Innovation economics — also called “new institutional economics,” “new growth economics,” “endogenous growth theory,” “evolutionary economics” and “neo-Schumpeterian economics” — is based on two fundamental tenets.
One is that the major goal of economic policy should be to spur higher productivity and greater innovation.
Second, markets relying on price signals alone will always be less effective than smart public-private partnerships in spurring higher productivity and greater innovation.
If it wants to meet the challenges of the future, the United States needs an economic framework that supports the new economy — and innovation economics is it.

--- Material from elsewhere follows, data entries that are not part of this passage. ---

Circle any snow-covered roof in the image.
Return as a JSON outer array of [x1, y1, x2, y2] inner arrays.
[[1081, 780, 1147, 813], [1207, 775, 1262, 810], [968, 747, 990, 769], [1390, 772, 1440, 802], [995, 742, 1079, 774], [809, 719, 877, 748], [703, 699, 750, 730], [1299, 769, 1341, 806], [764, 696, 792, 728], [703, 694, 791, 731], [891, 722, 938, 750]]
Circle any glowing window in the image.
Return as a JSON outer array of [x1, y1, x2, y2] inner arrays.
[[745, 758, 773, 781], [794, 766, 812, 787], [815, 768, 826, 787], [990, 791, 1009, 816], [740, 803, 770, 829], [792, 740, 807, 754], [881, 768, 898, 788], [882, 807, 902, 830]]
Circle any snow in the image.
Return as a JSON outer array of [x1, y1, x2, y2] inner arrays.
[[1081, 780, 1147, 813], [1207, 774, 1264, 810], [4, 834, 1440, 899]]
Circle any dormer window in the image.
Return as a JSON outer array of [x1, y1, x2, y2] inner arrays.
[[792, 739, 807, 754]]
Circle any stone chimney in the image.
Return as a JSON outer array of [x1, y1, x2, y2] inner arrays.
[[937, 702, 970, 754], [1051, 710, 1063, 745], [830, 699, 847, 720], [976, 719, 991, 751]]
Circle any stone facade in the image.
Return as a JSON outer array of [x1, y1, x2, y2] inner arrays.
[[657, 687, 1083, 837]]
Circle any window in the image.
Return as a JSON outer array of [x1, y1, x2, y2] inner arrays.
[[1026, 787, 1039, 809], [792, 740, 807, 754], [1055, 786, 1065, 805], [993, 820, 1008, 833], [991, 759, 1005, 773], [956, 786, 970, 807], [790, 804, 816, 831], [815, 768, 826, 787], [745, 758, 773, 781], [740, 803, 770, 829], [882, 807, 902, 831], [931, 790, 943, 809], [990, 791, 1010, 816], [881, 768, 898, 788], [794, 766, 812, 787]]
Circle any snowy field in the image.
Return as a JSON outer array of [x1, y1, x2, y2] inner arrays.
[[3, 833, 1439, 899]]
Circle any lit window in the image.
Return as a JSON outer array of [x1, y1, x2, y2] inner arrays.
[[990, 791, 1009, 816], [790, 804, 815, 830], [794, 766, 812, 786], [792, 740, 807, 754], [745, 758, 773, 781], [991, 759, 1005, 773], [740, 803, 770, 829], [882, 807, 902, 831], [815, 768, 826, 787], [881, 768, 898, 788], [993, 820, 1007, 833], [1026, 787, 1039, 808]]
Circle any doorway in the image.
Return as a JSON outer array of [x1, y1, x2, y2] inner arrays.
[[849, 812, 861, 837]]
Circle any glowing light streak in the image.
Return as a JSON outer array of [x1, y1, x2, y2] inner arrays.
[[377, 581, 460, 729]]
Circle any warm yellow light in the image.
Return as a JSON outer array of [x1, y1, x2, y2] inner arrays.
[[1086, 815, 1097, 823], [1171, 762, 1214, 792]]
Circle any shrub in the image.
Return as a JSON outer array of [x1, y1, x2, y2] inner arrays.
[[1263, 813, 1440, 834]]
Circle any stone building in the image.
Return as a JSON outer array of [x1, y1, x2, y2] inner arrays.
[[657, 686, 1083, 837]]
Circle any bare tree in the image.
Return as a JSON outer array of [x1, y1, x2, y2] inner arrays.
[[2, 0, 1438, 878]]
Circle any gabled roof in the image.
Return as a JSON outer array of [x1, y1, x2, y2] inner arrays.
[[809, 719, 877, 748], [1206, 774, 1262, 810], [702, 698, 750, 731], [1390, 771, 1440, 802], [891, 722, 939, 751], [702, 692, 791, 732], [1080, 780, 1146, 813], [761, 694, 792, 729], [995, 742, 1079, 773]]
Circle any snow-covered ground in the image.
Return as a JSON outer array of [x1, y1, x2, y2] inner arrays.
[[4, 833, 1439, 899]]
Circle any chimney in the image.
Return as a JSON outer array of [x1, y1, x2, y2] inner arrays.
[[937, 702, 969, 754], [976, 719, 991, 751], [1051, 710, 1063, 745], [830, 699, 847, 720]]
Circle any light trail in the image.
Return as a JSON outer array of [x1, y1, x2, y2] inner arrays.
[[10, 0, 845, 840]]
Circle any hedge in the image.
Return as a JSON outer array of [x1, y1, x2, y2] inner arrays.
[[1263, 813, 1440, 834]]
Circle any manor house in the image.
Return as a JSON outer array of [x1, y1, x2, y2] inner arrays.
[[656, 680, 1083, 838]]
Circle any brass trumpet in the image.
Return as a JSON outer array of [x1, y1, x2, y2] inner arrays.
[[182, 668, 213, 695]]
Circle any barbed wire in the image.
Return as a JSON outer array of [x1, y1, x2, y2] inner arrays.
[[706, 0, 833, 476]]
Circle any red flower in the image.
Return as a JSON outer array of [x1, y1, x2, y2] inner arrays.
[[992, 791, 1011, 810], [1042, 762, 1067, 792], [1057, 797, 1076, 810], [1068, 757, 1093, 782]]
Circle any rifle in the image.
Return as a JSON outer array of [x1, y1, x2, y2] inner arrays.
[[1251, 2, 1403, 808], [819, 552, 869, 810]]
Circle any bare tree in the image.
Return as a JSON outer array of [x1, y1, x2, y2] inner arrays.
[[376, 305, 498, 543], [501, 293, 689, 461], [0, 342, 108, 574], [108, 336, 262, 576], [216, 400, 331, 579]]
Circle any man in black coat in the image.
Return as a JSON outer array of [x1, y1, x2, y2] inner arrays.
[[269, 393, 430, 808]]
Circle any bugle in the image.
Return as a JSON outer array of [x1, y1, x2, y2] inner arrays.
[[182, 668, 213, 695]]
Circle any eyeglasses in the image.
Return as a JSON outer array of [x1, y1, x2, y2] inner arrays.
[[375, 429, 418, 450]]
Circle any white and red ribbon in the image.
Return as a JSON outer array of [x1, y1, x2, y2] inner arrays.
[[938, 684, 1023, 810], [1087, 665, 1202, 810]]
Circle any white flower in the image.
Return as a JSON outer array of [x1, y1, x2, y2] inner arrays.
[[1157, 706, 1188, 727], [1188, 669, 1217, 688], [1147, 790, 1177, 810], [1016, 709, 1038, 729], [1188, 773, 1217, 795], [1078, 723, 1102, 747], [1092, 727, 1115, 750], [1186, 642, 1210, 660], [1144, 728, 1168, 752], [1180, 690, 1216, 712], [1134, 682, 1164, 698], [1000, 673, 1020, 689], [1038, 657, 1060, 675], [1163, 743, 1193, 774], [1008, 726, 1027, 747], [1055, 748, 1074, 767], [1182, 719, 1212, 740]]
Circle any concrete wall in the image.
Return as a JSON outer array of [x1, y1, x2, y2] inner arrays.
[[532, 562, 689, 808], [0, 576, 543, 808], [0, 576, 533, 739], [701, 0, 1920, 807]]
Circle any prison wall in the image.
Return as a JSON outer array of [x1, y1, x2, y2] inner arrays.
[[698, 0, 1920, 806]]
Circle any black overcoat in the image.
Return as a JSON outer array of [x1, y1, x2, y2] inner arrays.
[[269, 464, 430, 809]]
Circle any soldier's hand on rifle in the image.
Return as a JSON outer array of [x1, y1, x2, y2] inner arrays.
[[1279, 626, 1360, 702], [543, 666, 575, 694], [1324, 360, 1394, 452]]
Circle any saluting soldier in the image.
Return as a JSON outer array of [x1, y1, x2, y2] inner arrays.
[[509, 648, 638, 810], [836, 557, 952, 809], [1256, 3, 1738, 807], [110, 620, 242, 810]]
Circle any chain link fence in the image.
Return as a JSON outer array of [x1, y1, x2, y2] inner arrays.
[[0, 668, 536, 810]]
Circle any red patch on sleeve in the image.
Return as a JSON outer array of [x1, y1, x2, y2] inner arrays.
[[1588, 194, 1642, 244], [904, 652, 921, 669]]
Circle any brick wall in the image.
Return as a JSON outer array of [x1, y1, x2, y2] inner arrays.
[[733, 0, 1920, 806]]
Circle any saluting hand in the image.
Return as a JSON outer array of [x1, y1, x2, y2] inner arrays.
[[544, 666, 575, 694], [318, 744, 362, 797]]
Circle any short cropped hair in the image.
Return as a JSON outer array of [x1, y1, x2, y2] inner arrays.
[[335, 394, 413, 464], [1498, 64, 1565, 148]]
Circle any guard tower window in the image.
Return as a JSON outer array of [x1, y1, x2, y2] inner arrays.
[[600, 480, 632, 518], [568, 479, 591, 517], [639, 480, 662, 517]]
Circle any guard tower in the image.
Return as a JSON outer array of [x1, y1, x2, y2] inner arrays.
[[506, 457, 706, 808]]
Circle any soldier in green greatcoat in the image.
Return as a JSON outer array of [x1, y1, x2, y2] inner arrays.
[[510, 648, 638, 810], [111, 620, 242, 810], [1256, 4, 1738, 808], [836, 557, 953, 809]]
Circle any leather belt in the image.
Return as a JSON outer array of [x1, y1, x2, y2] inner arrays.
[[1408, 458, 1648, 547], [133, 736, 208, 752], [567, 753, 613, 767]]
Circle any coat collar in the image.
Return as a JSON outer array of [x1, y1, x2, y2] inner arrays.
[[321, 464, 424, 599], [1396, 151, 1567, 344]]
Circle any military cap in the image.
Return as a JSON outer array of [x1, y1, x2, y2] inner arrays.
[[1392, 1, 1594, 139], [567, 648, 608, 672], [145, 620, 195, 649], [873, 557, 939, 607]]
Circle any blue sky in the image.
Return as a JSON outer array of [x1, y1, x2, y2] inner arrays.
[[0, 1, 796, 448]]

Leading economists increasingly acknowledge that without change, the U.S. economy cannot grow, that increases in knowledge and competition drive growth and change — and that the government has a key role to play in that process.
In short, they are saying that the best macroeconomic policies are institutional policies — support for research, innovation, skill building and digital transformation, all within an environment of competitive markets.
Editor’s Note: Part II of this Globalist Paper — in which Mr. Atkinson examines how the different economic doctrines view trade and globalization — will be published on The Globalist tomorrow.
Takeaways
In what has become widely known and accepted as the "new growth theory," knowledge has been explicitly recognized as a crucial factor in generating economic growth.
The new realities of the global, knowledge-based economy in the 21st century require a new approach to national economic policy.
If it wants to meet the challenges of the future, the United States needs an economic framework that supports the new economy — and innovation economics is it.
Without an economic theory and doctrine that match the new realities, it will be very hard for policymakers to take the steps needed to foster economic growth.